The meter, once defined as the gap between two etchings on a metal bar in Paris, is now set as the distance that light from a helium-neon laser travels in 1/299,792,458 second. However, the wavelength of that laser light–about 6330 Å –is too large to use as a reference for measurements of atomic dimensions. Instead, researchers use the regular spacing between atoms in a silicon crystal, known as the lattice constant. This measurement is the most accurate length standard at x-ray wavelengths now in use: 5.43102088 Å, known to within 0.029 parts per million. But the silicon lattice constant requires ultrapure crystals and keen controls on temperature and pressure, making it difficult for most labs to reproduce.

Fortunately, Nature provides a simpler solution: the Mössbauer effect. Atomic nuclei in a crystal or foil can absorb and emit photons (Mössbauer radiation) with extremely well-defined energies. Bright pulses of x rays from a synchrotron beam can stimulate the effect when the x-ray wavelength matches the Mössbauer wavelength.

In the new work, Yuri Shvyd’ko of the University of Hamburg and his colleagues used iron-57, whose nuclei emit Mössbauer radiation with a wavelength of 0.86 Å. “That wavelength is so easy to reproduce with uniquely high accuracy,” says Shvyd’ko, since it requires no special lab conditions. However, measuring the wavelength accurately calls for intense x-rays. Shvyd’ko and his team used x-ray beams at the German Electron Synchrotron (DESY) in Hamburg and the Advanced Photon Source at the Argonne National Laboratory in Illinois.

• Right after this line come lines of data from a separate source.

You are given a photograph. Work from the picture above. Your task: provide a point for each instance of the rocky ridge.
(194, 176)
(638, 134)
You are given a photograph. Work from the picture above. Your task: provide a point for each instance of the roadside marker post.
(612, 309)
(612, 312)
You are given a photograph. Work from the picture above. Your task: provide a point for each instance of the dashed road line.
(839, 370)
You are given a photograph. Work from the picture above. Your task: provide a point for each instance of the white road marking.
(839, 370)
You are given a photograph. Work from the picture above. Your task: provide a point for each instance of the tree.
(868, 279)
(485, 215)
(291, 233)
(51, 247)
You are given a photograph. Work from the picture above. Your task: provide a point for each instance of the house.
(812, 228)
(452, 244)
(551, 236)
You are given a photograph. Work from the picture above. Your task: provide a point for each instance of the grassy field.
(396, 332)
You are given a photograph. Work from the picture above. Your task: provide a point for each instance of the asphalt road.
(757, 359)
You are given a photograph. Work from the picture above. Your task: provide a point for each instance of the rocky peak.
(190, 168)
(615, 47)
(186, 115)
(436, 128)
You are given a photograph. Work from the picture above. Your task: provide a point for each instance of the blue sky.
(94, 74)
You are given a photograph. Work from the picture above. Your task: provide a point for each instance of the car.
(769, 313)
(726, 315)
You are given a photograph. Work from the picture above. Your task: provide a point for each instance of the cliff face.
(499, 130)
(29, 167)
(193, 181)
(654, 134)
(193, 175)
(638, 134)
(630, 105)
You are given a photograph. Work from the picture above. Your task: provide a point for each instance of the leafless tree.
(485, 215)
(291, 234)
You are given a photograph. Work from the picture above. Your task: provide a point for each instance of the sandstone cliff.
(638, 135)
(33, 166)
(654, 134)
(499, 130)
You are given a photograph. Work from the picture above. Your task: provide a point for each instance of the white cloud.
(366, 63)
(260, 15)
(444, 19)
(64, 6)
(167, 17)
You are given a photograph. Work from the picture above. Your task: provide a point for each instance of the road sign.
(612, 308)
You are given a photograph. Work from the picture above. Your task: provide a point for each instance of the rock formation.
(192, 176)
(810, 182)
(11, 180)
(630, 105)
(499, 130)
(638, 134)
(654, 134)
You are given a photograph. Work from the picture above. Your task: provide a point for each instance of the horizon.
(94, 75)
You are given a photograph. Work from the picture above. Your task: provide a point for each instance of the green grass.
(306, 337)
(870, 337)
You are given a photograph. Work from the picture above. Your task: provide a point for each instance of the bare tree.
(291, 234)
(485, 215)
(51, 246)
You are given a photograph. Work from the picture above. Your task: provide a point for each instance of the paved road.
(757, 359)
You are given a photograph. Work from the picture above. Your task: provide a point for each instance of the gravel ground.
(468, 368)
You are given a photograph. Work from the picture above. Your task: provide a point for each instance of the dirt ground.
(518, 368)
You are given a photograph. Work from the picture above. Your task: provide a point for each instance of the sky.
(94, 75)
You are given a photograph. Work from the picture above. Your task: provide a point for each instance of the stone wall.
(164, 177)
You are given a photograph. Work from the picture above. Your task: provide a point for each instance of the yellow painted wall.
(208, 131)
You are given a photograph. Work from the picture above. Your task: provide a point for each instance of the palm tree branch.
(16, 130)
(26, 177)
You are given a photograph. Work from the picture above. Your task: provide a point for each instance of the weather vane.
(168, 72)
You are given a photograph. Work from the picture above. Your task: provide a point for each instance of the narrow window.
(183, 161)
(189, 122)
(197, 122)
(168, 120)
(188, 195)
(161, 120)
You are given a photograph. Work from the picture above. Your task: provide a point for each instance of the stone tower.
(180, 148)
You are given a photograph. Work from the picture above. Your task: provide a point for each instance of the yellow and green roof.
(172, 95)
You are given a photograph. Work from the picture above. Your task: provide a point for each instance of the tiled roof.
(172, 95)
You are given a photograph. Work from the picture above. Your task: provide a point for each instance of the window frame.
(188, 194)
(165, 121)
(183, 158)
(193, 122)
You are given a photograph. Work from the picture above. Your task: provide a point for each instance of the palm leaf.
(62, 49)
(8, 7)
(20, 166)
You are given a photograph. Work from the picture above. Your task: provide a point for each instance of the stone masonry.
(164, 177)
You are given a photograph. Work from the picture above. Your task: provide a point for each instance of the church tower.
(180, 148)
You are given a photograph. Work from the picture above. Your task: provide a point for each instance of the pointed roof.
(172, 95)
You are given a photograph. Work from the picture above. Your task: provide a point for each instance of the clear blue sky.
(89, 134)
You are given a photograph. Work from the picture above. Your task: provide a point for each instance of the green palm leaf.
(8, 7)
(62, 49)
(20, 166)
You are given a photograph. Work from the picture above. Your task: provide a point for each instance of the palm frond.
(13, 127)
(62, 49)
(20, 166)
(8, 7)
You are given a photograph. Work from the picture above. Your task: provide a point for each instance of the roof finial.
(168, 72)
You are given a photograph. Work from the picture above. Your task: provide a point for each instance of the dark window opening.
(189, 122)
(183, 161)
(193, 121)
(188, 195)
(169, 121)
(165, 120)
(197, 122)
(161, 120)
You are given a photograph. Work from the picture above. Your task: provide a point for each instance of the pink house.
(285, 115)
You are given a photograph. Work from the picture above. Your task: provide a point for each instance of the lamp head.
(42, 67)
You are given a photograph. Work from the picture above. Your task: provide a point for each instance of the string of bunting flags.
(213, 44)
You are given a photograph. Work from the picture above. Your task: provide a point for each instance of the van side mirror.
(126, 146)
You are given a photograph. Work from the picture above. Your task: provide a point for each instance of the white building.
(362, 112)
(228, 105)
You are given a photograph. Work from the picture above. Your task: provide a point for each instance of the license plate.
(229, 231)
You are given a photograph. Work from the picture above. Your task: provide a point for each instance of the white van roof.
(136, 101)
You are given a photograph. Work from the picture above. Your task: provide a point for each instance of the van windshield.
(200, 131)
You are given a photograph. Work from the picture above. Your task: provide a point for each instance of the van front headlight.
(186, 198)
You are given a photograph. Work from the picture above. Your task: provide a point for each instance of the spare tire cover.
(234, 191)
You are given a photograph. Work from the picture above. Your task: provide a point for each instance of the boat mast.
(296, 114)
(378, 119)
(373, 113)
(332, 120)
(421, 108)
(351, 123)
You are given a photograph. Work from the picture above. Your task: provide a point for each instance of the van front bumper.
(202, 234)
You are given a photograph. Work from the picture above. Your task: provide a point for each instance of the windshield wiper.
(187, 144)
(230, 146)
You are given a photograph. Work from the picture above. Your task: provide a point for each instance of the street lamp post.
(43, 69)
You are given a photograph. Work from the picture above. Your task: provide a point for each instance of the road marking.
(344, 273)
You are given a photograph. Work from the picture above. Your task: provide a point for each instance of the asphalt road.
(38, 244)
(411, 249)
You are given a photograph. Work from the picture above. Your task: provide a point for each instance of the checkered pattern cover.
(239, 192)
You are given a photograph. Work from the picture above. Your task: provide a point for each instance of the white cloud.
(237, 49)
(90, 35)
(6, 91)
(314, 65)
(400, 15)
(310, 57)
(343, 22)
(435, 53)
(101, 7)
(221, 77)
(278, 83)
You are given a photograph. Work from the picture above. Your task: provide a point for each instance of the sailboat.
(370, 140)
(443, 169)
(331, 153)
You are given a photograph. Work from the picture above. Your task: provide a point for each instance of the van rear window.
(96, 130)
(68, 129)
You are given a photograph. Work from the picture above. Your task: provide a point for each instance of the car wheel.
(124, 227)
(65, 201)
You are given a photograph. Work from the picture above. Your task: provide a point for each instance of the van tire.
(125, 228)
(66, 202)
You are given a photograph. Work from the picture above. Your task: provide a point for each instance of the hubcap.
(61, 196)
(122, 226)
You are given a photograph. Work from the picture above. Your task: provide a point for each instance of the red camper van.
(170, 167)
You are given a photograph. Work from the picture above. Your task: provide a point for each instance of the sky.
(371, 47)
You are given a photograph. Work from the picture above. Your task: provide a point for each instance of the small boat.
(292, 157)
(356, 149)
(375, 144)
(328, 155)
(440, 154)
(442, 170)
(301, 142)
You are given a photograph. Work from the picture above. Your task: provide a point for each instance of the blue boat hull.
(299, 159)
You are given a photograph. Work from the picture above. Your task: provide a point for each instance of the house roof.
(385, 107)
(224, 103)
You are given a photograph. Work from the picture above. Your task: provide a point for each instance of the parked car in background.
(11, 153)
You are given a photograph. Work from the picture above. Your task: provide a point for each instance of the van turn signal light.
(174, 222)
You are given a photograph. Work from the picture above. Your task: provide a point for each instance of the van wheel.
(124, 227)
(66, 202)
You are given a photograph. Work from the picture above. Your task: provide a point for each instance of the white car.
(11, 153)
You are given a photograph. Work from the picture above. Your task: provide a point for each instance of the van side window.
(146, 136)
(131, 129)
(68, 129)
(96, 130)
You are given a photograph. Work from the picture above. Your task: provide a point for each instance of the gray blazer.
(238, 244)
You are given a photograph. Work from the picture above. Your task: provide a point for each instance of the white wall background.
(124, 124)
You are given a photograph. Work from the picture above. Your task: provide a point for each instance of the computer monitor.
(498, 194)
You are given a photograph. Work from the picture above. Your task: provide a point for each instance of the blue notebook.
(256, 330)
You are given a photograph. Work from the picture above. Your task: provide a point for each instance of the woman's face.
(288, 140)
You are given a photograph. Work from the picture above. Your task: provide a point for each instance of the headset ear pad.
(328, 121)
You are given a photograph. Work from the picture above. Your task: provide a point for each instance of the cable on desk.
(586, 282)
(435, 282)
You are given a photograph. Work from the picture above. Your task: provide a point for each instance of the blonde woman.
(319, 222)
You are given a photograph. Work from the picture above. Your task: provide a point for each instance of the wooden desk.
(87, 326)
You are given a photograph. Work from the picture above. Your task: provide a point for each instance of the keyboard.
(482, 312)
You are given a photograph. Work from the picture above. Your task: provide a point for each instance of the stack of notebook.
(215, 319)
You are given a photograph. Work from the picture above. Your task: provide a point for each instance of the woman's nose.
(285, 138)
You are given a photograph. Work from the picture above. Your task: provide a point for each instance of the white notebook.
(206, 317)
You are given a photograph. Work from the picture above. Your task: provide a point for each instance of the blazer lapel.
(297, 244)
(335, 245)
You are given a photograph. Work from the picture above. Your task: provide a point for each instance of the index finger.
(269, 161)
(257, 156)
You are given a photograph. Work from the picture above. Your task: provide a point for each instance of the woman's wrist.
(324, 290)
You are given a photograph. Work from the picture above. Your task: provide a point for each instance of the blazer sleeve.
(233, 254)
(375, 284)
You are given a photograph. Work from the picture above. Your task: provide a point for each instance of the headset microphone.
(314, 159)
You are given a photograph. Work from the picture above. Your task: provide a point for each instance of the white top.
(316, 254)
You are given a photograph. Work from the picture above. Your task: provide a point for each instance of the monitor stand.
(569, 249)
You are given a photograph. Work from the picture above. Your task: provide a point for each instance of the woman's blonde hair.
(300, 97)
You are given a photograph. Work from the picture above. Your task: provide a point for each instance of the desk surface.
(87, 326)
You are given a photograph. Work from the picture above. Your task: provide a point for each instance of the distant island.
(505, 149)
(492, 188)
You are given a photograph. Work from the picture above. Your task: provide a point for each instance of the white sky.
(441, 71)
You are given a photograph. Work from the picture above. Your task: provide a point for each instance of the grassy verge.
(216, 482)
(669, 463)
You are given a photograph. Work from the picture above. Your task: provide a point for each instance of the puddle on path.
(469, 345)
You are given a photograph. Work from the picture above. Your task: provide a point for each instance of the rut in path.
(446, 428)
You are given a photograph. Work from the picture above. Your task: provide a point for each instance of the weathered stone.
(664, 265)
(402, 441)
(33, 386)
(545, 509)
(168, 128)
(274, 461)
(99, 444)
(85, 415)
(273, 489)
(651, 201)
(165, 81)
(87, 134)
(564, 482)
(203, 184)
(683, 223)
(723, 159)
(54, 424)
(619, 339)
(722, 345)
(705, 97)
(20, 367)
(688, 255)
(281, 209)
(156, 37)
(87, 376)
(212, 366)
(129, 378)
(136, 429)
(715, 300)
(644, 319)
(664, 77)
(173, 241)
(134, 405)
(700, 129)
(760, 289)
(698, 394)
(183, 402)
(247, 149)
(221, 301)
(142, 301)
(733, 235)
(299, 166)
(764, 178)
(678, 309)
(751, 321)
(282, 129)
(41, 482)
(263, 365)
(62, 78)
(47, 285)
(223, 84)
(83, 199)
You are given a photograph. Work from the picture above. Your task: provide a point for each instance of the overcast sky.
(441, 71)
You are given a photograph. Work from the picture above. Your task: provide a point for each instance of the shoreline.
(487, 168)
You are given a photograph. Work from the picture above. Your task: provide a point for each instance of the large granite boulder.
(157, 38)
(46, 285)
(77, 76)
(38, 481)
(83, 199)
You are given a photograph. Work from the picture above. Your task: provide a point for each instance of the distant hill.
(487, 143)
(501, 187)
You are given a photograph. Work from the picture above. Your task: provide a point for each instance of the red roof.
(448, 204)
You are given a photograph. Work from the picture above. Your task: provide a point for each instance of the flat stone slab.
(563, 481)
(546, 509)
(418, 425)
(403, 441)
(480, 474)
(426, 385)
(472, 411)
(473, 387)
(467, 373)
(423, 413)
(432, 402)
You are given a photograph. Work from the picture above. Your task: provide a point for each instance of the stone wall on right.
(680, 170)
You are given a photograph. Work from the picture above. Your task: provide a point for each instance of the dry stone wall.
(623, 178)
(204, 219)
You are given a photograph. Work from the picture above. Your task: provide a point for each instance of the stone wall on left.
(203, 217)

To gauge the Mössbauer wavelength accurately, the team first calibrated their “wavelength selector”–an arrangement of crystals that picks out a specific wavelength from the x-ray beam by rotating on a finely controlled pivot. They aimed the output of the selector at a silicon crystal and used the relationship between the silicon lattice constant and the (Bragg) scattering angles to determine three reference wavelengths with high precision. With the selector calibrated, they simply found the wavelength that excited Mössbauer radiation in a foil of iron-57. The result was 0.86025474 Å, accurate to within 0.19 parts per million. “This is elegant and incredibly skilled work,” says Eric Isaacs of Lucent Technologies in Murray Hill, New Jersey. “It’s metrology at its best.” A team in Japan led by Zhang Xiaowei of the High-Energy Accelerator Research Corporation in Tsukuba recently published a slightly different value for the iron-57 Mössbauer wavelength using another technique.

Coauthor Wolfgang Sturhahn of Argonne hopes the team can improve the data by at least a factor of 10 with an even tighter beam of x rays . If that occurs, the Mössbauer iron-57 line may surpass the silicon lattice constant as the flagship standard at x-ray and gamma-ray wavelengths. It might then be used as a reference in measurements of fundamental physical constants. Sturhahn also foresees higher-resolution maps of crystal structures. In the case of biological proteins, such maps could illuminate their functions by showing in greater detail how proteins interact with other molecules on the subatomic level.

–Robert Irion

Robert Irion is a freelance science writer based in Santa Cruz, CA.